At the conclusion of each ancestral assignment search, the length of the current tree is compared to that of the best found over the entire search. As in other phylogenetic inference programs, if it is less than or equal to the best, it is saved, and a new round of TBR branch swapping begins on this new optimal tree. This amounts to a "hill-climbing" routine that swaps optimal trees until no better arrangements are found, discarding suboptimal ones along the way. The routine ends when the optimal trees cannot be rearranged to make more optimal ones. It is possible that single searches can become trapped on suboptimal "islands" (Maddison 1991), so StrataPhy includes the option for multiple replicate searches to better sample the tree space. As with heuristic cladistic searches, more replicates increase the chance that optimal trees will be found.
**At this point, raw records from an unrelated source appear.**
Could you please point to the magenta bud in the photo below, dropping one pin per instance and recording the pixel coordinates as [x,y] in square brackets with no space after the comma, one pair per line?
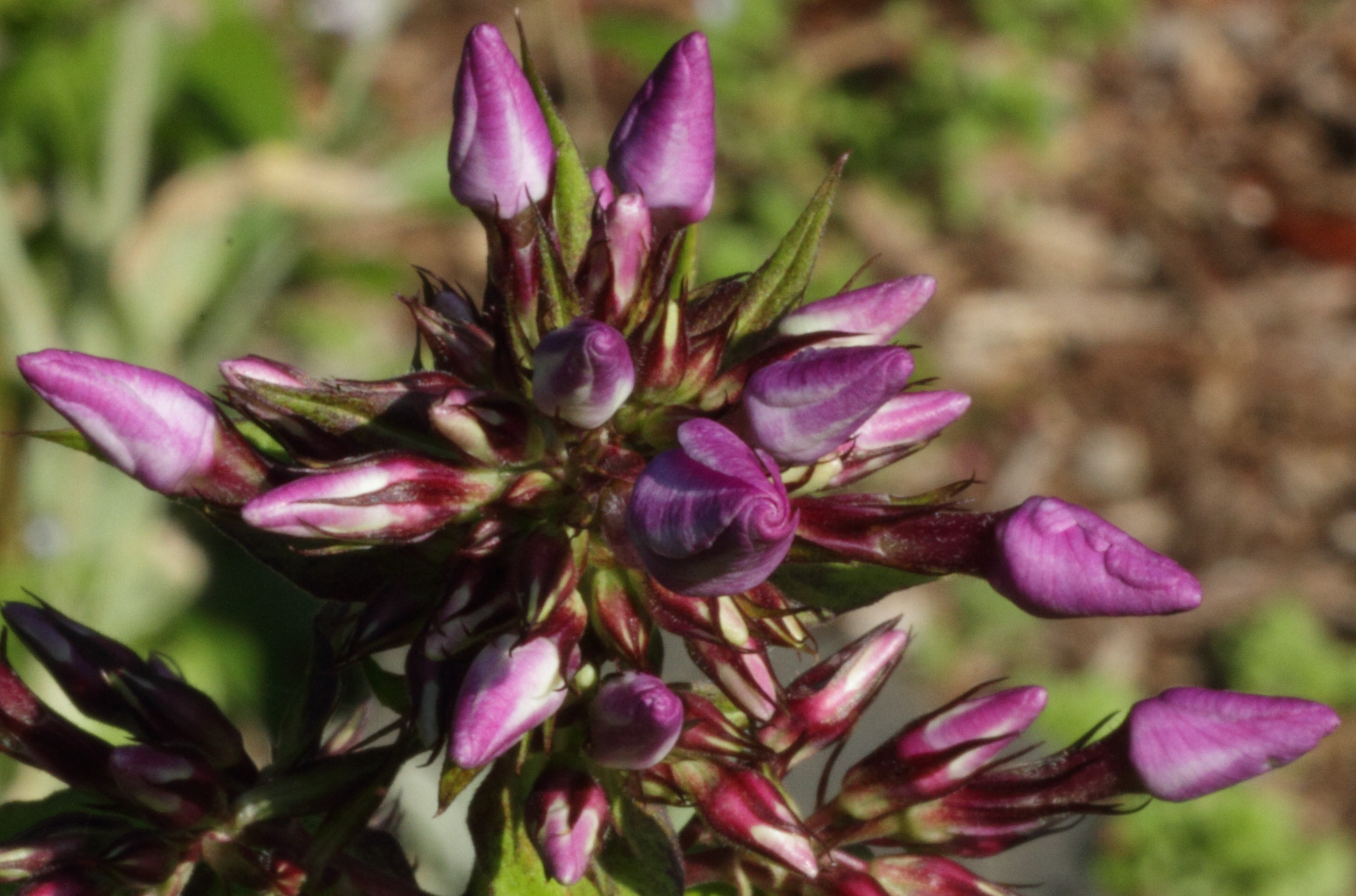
[604,190]
[628,233]
[931,876]
[175,787]
[567,816]
[805,407]
[501,154]
[1061,560]
[582,373]
[825,703]
[1190,742]
[509,691]
[391,498]
[160,431]
[711,517]
[634,722]
[253,368]
[745,807]
[870,316]
[939,752]
[665,145]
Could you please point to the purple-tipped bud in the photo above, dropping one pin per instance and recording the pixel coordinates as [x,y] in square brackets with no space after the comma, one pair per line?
[501,154]
[634,722]
[711,517]
[931,876]
[242,370]
[1190,742]
[823,704]
[1061,560]
[509,691]
[805,407]
[744,806]
[160,431]
[628,233]
[867,316]
[392,498]
[567,816]
[604,190]
[665,147]
[582,373]
[175,787]
[939,752]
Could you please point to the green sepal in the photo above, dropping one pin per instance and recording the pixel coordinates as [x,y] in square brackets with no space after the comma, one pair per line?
[842,586]
[66,438]
[452,781]
[780,284]
[573,197]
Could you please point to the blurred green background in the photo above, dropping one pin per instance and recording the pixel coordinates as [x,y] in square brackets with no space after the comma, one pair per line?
[1144,221]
The stratigraphic data are inherently linearly ordered and irreversible, which is to say young ancestors cannot give rise to older descendants during the evolution of actual clades, although a given empirical data set with an incomplete fossil record might yield such hypotheses as most parsimonious. The ordered and irreversible nature of the stratigraphic character means that when a stratigraphic character is included, StrataPhy must search rooted rather than unrooted networks. Searching rooted trees results in many more trees that must be considered, and therefore, even without searching for optimal ancestors, stratocladistic tree searching is considerably slower in StrataPhy than the cladistic searches in other available parsimony-based programs. When no stratigraphic character is included, trees are arbitrarily rooted on the first taxon in the matrix. If a stratigraphic character is included, the designation of an outgroup can significantly reduce the number of trees to be searched and correspondingly the analysis time. When outgroup taxa are specified, StrataPhy assumes that the optimal stratocladistic trees will be rooted on at least one of those taxa; StrataPhy will not consider trees in which ingroup taxa root the tree, no matter what their total debt. When no outgroup is specified, which is permissible within the logical framework of the stratocladistic optimality criteria, StrataPhy is forced to search all possible rootings of any candidate tree. Given that there are n-1 possible rootings of an unrooted tree with n taxa, each of which must be searched for optimal ancestor assignment in the absence of an outgroup, specifying an outgroup considerably reduces the possible analysis time. Specifying a single OTU as an outgroup saves time by allowing StrataPhy to skip the step of trying multiple rerootings of candidate trees produced during branch-swapping and therefore represents the fastest possible stratocladistic tree search.

The result of a phylogenetic analysis in StrataPhy is a NEXUS formatted text file containing the optimal trees. This tree file is most easily viewed using MacClade, because MacClade is currently the only program that graphically represents ancestral taxa. This tree file can therefore be used as the template for further studies of character evolution for which MacClade is intended (Maddison and Maddison 2005).